Group Cohomology, Modular Theory and Space-time Symmetries

TL;DR

This paper demonstrates that the Bisognano-Wichmann property ensures the existence of a covariant Poincaré group action in quantum field theory, providing an intrinsic characterization of certain conformal structures using group cohomology.

Contribution

It establishes an intrinsic criterion for Poincaré covariance based on modular theory and analyzes the triviality of central extensions of the Poincaré group via group cohomology.

Findings

Bisognano-Wichmann property implies Poincaré covariance.

Universal covering of Poincaré group has only trivial central extensions.

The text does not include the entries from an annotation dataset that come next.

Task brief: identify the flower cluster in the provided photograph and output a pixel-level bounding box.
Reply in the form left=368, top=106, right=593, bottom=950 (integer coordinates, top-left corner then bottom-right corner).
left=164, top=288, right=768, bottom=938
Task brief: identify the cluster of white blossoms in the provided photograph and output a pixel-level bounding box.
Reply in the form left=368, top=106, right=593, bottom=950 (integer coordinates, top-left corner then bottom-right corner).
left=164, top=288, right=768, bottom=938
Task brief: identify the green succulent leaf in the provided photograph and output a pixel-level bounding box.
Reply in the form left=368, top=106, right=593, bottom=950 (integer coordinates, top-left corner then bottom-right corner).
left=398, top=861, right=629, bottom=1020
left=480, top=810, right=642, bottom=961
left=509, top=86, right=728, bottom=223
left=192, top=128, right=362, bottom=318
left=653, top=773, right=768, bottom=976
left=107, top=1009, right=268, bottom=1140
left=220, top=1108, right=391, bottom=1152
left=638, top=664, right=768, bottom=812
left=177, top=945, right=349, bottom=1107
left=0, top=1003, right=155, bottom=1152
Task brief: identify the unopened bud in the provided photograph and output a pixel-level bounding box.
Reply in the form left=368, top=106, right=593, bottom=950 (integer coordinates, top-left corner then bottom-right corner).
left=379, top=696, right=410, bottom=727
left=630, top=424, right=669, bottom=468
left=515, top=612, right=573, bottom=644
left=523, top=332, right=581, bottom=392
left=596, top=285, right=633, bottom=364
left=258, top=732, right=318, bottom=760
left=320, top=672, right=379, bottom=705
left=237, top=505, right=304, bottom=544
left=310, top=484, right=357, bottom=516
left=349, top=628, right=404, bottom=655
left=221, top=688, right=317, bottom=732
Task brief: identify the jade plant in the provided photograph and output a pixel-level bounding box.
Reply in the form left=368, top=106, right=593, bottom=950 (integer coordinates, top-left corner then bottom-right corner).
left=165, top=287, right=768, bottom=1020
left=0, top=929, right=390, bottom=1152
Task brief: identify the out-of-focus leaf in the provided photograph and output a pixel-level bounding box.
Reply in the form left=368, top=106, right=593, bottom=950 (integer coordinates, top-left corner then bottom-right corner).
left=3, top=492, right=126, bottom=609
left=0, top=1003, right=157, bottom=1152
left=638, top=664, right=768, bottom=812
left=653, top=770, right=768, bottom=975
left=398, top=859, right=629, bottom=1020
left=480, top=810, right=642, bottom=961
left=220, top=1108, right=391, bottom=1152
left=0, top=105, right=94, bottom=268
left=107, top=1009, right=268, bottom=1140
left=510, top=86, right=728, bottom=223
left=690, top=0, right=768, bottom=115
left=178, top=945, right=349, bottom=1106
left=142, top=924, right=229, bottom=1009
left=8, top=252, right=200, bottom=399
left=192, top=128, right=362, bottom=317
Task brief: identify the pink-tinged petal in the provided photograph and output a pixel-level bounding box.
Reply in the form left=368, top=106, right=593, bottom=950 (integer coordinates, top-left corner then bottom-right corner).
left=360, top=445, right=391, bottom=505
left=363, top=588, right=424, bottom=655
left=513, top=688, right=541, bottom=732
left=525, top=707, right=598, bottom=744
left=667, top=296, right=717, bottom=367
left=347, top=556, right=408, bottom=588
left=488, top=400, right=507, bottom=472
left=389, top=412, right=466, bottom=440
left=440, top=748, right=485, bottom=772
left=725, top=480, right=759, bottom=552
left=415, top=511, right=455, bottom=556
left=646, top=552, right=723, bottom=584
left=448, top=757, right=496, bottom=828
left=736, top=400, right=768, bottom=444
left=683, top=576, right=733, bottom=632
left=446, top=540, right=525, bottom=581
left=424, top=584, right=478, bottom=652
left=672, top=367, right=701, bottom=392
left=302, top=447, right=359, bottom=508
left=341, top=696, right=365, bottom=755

Characterization of positive-energy conformal pre-cosheaves.

Abstract

The Bisognano-Wichmann property on the geometric behavior of the modular group of the von Neumann algebras of local observables associated to wedge regions in Quantum Field Theory is shown to provide an intrinsic sufficient criterion for the existence of a covariant action of the (universal covering of) the Poincar\'e group. In particular this gives, together with our previous results, an intrinsic characterization of positive-energy conformal pre-cosheaves of von Neumann algebras. To this end we adapt to our use Moore theory of central extensions of locally compact groups by polish groups, selecting and making an analysis of a wider class of extensions with natural measurable properties and showing henceforth that the universal covering of the Poincar\'e group has only trivial central extensions (vanishing of the first and second order cohomology) within our class.